Professor Russell said infections would increase across all age groups after school holidays end.

But she said a single dose was still highly protective for primary school-aged children and the chance of hospitalisation among that age group was extremely low, based on New York data.

Local data is also reassuring: of the more than 1700 people who have died with COVID-19 in Victoria, only one was aged under 10 and one other aged between 10 and 19, heath data shows.

Deakin University associate professor in epidemiology Hassan Vally said many of the initial fears epidemiologists, including himself, held about COVID-19 and children had not eventuated and that even though much is unknown about the Omicron variant, “no parent should feel frightened for their children going back to school, regardless of their vaccination status”.

“People are going to be exposed to the virus and develop symptoms, but the epidemiology is really clear, even with the Omicron variant, that children largely escape serious consequences,” Associate Professor Vally said.

It’s a sentiment Dana Supramaniam is pleased to hear as her children, Hari, 11 and Sakthi, 7, look ahead to another year at Glen Waverley Primary in Melbourne’s east, even if she will send them off “with a heavy heart”.

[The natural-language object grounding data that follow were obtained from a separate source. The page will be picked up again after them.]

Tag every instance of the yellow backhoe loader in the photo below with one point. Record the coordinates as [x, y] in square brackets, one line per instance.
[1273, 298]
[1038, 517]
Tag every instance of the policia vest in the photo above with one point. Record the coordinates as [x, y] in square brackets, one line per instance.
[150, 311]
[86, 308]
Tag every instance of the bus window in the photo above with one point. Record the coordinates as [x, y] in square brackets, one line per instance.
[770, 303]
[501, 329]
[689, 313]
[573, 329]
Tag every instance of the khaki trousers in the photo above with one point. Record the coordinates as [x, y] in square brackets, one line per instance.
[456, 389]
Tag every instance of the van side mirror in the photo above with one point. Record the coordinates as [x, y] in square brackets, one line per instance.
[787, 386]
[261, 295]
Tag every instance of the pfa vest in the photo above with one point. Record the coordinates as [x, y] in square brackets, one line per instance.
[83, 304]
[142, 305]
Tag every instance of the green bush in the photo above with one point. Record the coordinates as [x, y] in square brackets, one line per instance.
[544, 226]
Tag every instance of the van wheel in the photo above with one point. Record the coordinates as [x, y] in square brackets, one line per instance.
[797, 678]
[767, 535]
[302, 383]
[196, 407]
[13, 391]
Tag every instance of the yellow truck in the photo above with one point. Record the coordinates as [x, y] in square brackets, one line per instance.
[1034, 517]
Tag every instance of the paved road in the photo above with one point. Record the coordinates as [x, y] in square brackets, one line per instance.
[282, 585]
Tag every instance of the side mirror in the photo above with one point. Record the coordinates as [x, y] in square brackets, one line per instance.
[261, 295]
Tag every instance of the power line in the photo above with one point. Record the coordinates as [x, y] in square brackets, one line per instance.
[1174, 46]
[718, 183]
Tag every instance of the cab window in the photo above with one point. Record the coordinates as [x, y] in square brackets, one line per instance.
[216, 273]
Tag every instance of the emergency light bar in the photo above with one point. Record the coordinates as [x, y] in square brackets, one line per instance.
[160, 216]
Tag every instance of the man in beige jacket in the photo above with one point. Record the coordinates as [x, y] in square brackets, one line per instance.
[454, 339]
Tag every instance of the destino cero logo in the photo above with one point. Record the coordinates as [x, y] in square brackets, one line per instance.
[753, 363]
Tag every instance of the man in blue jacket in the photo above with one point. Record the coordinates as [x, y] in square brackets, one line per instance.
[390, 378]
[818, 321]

She knows her children will benefit from being at school and among friends. But she expects to see case numbers in schools rise again and can’t help but worry that her children could get sick, despite them having just received their first jabs.

Despite her “mixed feelings”, Ms Supramaniam is putting her trust in the advice of health experts. After two years of being cocooned at home, she knows her children are yearning to return to living a full life.

“I haven’t heard of anything really bad happening to children yet. I’m hoping for them to have a normal life, as much as possible because that’s probably what they want too.”